Selain ayam panggang beragam lauk lain yang masing-masing disajikan dalam mangkuk-mangkuk kecil. Kami diajarkan cara menyantap ayam panggang tersebut ala Korea . Sepotong ayam panggang dibungkus dengan daun selada bersama olesan sambal kemudian siap untuk dilahap. Rasanya yummi...agak pedas seperti daun mint dan terasa rasa asam alias kecut dan pedas dari sambal. Ahayyy.... maknyus.
|
Dinner dengan menu ayam panggang khas Korea |
Di dekat toilet ada toko souvenir yang menjual berbagai macam pernik. Baru hari pertama di toko ini kami sudah mulai merogoh kocek. Tapi apapun yang dibeli adalah bermanfaat yaitu peralatan winter yang masih kurang. Karena peralatan winter yang kami bawa dari Indonesia tidaklah memadai untuk menjadi pelindung diri di tengah cuacanya yang extrim dingin. Jauh dari prediksi kami. Aku sendiri membeli sarung tangan winter dan kaos kaki winter tebal. Tami juga membeli beberapa pernik penting termasuk longjhon.

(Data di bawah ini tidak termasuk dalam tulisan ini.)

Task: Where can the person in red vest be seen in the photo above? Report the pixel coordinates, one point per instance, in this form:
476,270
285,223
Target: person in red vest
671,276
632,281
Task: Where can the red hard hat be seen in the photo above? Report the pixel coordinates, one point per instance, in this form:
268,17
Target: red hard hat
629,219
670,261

Sebelum sampai ke hotel kami masih harus mampir lagi ke suatu rest area agar sopir bisa sedikit melepas penat. Toilet visiting, minum kopi atu snack yang hangat dan seperti biasa merogoh kocek lagi di toko souvenir yang ada di sana. Aku sempat membeli longjhon. Demikian juga yang lainnya. Semua yang dibeli adalah perlengkapan winter yang memadai.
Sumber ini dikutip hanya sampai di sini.